Claims
- 1. A method of data analysis, comprising,
(a) employing data comprising, a plurality of records, each of said records having an associated plurality of attributes, said plurality of records being divisible into at least two categories, (b) assigning as a class of one dimensional vectors one of, said records and said attributes, (c) selecting an integer value K, where K is a maximum number of uncorrelated vectors to be identified from said class of one-dimensional vectors, (d) selecting a threshold value, (e) choosing a first vector from said class of one-dimensional vectors as a member of an uncorrelated set of vectors, and (f) performing iteratively until substantially all vectors in said class of one-dimensional vectors have been analyzed,
(1) selecting an additional vector from said class of vectors, (2) computing a correlation parameter using said first vector and said additional vector, (3) comparing said correlation parameter to said threshold value, and (4) adding said additional vector to said uncorrelated set of vectors if said correlation parameter is not greater than said threshold value.

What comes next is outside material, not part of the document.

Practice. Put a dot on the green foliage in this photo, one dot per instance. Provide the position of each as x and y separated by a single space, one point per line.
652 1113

- 2. The method of claim 1 further comprising, determining, from said uncorrelated set of vectors, a result-effective subset of attributes that is sufficient to divide said records into said at least two categories.

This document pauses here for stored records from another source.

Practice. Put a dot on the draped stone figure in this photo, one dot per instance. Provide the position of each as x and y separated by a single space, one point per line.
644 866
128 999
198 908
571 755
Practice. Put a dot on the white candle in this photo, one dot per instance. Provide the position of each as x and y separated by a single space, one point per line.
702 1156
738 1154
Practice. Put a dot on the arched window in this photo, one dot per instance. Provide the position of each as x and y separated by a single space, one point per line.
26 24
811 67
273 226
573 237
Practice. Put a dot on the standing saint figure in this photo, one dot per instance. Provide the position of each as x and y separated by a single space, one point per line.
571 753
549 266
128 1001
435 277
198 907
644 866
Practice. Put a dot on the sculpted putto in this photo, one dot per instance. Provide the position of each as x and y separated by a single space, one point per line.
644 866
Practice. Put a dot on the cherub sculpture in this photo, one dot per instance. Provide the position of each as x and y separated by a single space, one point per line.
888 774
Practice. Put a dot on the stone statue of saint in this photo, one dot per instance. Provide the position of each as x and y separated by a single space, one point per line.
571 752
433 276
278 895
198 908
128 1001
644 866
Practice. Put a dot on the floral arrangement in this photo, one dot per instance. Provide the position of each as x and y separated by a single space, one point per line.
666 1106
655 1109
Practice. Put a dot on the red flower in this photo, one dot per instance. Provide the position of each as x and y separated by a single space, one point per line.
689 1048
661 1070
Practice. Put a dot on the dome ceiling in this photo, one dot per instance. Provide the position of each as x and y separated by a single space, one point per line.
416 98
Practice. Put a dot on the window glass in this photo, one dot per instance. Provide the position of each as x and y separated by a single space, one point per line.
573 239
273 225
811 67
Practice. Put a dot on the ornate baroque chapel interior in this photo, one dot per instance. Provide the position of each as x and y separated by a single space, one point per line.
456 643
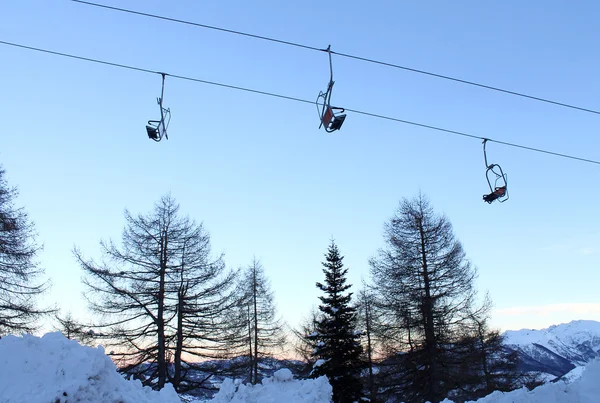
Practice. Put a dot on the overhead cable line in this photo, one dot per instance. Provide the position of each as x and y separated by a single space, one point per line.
271 94
364 59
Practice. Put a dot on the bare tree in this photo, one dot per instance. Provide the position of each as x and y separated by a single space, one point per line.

- 3. The method of claim 1, further comprising,
(g) determining whether there are more than K vectors in said set of uncorrelated vectors, (h) if there are more than K vectors in said set,
(1) repeating an integer N number of times steps (d), (e) and (f)(1) through (f)(4), (2) determining N sets of vectors that are uncorrelated, (3) determining whether any of said N subsets have less than or equal to K vectors, and (4) in response to such a determination, employing one of said N subsets having less than or equal to K vectors to determine a result-effective subset of attributes that is sufficient to divide said records into said at least two categories.
- 4. The method of claim 3 wherein N is 10.

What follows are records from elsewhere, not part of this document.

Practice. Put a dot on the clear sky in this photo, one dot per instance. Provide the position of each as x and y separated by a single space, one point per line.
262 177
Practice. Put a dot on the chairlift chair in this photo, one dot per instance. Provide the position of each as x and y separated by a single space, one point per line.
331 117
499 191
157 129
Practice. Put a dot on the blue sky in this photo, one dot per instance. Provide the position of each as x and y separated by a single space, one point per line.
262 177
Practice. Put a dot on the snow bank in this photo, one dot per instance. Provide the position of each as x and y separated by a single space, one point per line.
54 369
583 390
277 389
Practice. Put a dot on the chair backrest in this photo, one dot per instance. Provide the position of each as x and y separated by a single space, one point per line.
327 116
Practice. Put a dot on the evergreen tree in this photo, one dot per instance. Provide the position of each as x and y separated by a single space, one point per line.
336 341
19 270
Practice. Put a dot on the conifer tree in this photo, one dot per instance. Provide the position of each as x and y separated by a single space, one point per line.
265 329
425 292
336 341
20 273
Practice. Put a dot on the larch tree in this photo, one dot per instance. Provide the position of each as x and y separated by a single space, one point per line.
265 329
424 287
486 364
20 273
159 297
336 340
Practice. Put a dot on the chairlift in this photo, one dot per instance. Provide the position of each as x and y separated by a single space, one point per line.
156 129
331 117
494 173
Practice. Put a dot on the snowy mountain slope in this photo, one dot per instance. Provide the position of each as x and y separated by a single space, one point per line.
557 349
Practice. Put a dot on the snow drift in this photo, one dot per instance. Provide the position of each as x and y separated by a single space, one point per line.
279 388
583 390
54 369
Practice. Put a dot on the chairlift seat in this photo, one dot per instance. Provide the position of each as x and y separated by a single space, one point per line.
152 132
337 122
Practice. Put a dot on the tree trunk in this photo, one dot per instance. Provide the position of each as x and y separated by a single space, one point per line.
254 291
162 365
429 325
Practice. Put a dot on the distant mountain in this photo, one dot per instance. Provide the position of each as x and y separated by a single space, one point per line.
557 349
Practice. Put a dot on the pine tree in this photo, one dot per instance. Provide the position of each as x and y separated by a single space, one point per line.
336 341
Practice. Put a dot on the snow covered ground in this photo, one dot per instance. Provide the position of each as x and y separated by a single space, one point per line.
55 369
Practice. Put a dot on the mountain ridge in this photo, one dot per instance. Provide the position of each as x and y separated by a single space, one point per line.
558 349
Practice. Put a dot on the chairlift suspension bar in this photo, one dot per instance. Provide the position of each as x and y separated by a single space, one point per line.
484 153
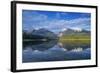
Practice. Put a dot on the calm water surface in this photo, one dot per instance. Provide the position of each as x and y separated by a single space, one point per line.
54 51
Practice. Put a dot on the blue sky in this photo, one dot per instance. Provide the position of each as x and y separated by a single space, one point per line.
55 21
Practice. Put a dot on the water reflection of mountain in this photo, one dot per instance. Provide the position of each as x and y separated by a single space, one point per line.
42 46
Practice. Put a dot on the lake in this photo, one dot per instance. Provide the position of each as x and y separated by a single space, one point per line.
53 50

- 5. The method of claim 3, further comprising,
(i) upon a determination that none of said N subsets has less than or equal to K members, reducing said threshold value and repeating steps (e) through (f)(4).
- 6. The method of claim 1, wherein said records represent cells and said attributes are properties of said cells.
- 7. The method of claim 1, wherein said records represent mammals and said attributes are characteristics of said mammals.
- 8. The method of claim 1, wherein said records represent a sample from a mammal and said attributes are biological markers.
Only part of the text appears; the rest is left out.